Query for missing elements

139 views Asked by At

I have a table with the following structure:

timestamp | name | value
0         | john | 5
1         | NULL | 3
8         | NULL | 12
12        | john | 3
33        | NULL | 4
54        | pete | 1
180       | NULL | 4
400       | john | 3
401       | NULL | 4
592       | anna | 2

Now what I am looking for is a query that will give me the sum of the values for each name, and treats the nulls in between (orderd by the timestamp) as the first non-null name down the list, as if the table were as follows:

timestamp | name | value
0         | john | 5
1         | john | 3
8         | john | 12
12        | john | 3
33        | pete | 4
54        | pete | 1
180       | john | 4
400       | john | 3
401       | anna | 4
592       | anna | 2

and I would query SUM(value), name from this table group by name. I have thought and tried, but I can't come up with a proper solution. I have looked at recursive common table expressions, and think the answer may lie in there, but I haven't been able to properly understand those.

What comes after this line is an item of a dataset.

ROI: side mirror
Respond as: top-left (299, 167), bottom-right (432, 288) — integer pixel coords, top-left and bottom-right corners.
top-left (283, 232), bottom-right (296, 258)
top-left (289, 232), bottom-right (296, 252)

These tables are just examples, and I don't know the timestamp values in advance.

Could someone give me a hand? Help would be very much appreciated.

3

There are 3 answers

6
Thomas On BEST ANSWER
With Inputs As
    (
    Select 0 As [timestamp], 'john' As Name, 5 As value
    Union All Select 1, NULL, 3
    Union All Select 8, NULL, 12
    Union All Select 12, 'john', 3
    Union All Select 33, NULL, 4
    Union All Select 54, 'pete', 1
    Union All Select 180, NULL, 4
    Union All Select 400, 'john', 3
    Union All Select 401, NULL, 4
    Union All Select 592, 'anna', 2
    )
    , NamedInputs As
    (
    Select I.timestamp
        , Coalesce (I.Name
            ,   (
                Select I3.Name
                From Inputs As I3
                Where I3.timestamp = (
                                    Select Max(I2.timestamp)
                                    From Inputs As I2
                                    Where I2.timestamp < I.timestamp
                                        And I2.Name Is not Null
                                    )
                )) As name
        , I.value
    From Inputs As I
    )
Select NI.name, Sum(NI.Value) As Total
From NamedInputs As NI
Group By NI.name

Btw, what would be orders of magnitude faster than any query would be to first correct the data. I.e., update the name column to have the proper value, make it non-nullable and then run a simple Group By to get your totals.

Additional Solution

Select Coalesce(I.Name, I2.Name), Sum(I.value) As Total
From Inputs As I
    Left Join   (
                Select I1.timestamp, MAX(I2.Timestamp) As LastNameTimestamp
                From Inputs As I1
                    Left Join Inputs As I2
                        On I2.timestamp < I1.timestamp
                            And I2.Name Is Not Null   
                Group By I1.timestamp
                ) As Z
        On Z.timestamp = I.timestamp        
    Left Join Inputs As I2
        On I2.timestamp = Z.LastNameTimestamp
Group By Coalesce(I.Name, I2.Name)
4
RichardTheKiwi On

You don't need CTE, just a simple subquery.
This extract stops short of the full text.